Kidnappings and regional factionalism, coups and military juntas: life has hardly been easy for the great slab of the African Maghreb that is Mauritania.
It’s for these reasons and others that most foreign governmental offices now warn against all but essential travel to great swathes of this land.
Hopefully one day the cautions will clear, and the sweeping Saharan dunes and the fringes of the Sahel will once more be on the traveler’s map.

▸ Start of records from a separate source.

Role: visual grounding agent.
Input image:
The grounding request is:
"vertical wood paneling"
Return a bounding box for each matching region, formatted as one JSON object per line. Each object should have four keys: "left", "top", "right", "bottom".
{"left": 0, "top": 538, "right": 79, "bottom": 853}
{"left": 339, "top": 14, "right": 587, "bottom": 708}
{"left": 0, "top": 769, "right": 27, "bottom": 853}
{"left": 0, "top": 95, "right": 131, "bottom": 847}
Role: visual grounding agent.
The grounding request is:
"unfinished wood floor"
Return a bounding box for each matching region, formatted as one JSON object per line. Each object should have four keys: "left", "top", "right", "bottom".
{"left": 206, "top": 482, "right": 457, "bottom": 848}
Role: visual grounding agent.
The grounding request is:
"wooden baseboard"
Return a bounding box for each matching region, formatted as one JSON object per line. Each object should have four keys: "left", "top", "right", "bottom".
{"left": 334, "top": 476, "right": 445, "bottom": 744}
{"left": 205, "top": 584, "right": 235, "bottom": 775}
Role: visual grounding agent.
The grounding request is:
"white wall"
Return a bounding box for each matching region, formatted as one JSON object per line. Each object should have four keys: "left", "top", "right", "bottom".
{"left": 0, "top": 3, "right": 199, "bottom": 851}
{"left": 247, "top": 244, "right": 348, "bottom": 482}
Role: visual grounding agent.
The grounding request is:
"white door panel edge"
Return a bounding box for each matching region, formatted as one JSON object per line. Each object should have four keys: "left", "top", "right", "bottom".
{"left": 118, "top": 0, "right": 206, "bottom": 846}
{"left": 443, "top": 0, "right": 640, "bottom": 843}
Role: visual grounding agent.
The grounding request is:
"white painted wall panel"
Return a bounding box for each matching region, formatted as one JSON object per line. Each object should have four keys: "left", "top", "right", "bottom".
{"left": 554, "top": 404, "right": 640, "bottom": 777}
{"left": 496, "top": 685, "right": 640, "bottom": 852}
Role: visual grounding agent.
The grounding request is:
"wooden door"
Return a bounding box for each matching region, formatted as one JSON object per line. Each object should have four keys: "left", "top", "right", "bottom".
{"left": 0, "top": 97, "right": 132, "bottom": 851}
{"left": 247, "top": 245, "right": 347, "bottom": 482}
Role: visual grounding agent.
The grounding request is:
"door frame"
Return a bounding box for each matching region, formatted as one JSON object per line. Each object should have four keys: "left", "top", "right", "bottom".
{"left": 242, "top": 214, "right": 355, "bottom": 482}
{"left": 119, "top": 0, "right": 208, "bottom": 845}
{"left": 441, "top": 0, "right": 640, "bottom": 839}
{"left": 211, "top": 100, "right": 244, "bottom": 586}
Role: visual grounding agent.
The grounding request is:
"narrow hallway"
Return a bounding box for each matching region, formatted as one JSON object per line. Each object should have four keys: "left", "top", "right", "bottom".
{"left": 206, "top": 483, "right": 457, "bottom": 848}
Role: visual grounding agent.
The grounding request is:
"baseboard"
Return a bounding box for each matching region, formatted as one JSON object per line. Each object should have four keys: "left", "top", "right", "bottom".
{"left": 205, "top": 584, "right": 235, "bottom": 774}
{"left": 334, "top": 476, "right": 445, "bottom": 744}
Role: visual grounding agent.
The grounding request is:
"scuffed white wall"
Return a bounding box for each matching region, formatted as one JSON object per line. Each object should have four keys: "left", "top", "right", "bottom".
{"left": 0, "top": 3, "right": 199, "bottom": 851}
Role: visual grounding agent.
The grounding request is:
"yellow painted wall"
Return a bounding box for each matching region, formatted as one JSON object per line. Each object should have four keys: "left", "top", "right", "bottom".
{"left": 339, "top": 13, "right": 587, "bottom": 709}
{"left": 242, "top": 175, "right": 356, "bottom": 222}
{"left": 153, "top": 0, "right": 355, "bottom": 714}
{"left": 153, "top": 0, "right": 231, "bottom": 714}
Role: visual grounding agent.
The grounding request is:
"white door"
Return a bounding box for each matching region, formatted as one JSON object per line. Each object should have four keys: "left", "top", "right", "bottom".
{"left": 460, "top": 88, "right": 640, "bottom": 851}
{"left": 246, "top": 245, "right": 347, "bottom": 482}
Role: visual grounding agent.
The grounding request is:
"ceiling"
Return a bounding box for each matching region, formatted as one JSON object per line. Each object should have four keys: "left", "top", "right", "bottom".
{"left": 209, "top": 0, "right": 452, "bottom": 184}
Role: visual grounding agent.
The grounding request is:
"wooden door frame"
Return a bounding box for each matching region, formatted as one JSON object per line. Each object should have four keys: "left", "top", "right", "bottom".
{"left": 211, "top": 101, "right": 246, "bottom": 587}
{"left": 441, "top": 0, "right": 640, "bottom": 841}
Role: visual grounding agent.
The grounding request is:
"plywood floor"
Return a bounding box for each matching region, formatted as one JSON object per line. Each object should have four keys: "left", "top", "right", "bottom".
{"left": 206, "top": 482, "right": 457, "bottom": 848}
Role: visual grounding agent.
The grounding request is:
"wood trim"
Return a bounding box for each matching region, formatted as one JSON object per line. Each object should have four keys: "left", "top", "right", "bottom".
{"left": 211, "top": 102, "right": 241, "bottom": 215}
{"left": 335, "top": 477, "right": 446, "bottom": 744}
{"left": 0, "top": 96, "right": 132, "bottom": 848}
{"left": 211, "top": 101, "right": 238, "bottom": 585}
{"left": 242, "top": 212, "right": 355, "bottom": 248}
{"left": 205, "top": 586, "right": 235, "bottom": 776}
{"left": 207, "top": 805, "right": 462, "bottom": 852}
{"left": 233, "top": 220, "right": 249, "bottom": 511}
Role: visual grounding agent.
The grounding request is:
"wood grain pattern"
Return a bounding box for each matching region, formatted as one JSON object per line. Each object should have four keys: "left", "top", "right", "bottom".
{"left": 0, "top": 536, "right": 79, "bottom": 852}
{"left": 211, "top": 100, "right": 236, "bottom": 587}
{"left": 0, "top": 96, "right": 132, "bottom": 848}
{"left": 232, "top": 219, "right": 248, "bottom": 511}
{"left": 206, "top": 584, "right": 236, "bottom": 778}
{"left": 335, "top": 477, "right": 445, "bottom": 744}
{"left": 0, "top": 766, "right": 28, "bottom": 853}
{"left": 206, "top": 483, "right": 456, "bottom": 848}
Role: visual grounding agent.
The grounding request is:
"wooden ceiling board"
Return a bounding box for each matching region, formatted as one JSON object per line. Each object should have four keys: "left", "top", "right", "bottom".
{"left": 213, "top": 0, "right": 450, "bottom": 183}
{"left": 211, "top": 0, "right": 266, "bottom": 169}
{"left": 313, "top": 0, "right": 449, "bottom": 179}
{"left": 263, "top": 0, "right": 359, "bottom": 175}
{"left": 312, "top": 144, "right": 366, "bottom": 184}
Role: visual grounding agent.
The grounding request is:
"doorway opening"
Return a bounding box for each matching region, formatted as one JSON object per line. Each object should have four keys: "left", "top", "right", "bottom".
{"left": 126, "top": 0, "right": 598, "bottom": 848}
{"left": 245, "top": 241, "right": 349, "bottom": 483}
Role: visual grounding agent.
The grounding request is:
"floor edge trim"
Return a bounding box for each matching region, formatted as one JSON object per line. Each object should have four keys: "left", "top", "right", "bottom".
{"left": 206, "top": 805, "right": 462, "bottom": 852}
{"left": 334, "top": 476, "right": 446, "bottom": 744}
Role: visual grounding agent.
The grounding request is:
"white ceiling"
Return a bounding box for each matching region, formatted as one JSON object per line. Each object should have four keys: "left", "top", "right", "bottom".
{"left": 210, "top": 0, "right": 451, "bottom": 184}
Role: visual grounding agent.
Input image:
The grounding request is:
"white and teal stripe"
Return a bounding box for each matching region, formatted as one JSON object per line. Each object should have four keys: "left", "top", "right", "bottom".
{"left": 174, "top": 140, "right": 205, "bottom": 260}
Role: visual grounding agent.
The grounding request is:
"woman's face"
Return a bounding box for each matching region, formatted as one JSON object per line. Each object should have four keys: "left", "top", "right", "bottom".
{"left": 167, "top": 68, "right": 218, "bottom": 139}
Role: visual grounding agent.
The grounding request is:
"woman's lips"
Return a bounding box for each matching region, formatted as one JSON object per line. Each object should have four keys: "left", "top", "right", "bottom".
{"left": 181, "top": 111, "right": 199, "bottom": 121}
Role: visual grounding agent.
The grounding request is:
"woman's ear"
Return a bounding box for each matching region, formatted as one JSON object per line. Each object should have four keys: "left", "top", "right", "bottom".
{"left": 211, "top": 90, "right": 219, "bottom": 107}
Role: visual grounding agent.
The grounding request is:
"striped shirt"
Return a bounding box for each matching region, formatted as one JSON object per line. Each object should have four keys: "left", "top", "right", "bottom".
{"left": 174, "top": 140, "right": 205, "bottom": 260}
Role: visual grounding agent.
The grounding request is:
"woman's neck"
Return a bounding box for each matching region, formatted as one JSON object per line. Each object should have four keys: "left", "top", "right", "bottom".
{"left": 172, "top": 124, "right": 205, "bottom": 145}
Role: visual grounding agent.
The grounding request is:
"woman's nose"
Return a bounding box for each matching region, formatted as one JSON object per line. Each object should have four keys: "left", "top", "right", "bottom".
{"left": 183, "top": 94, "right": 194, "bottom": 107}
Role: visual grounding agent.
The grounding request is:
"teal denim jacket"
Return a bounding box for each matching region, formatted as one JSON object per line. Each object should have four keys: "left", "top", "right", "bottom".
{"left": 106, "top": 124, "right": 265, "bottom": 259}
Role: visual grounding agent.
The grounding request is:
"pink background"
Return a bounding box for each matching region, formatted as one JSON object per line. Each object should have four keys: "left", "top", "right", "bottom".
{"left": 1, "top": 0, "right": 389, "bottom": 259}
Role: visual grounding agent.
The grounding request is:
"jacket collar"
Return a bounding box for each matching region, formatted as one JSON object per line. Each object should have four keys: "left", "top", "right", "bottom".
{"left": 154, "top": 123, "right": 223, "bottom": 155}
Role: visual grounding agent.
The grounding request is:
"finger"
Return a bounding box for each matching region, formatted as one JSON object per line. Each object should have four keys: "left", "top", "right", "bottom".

Why? Well because they bring with them the old Berber settlements of the desert, topped with ancient sandstone mosques and adobe villages now turned ghost towns. Because there are cities like Nouakchott and the throbbing fish markets within to explore. Because there are some of Africa’s most impressive arrays of birdlife just waiting to be seen along the salty edges of the Banc d’Arguin. Because there are wild desert plateaux to see, and earthy camel trading towns of centuries gone by. That’s why!
Lets explore the best places to visit in Mauritania:
Chinguetti literally emerges from the shifting sand dunes of the mighty Sahara (the hills of dust that surround this one have been encroaching and encroaching for decades, and have even claimed some of the residential areas on the edge of the settlement). A place of eerily empty streets that have been chiselled and chipped by the winds, it was once an important trading stopover between the Med in the north and sub-Sahara in the south.
Today, it draws some of the country’s biggest crowds, who flock to wonder at the brick-built towers and the old fortresses of the Berber tribes and Almoravids dating all the way back to the Middle Ages.
The spot is also part of a larger UNESCO World Heritage Site; one that also encompasses a number of other historic desert towns in the Adrar region and beyond.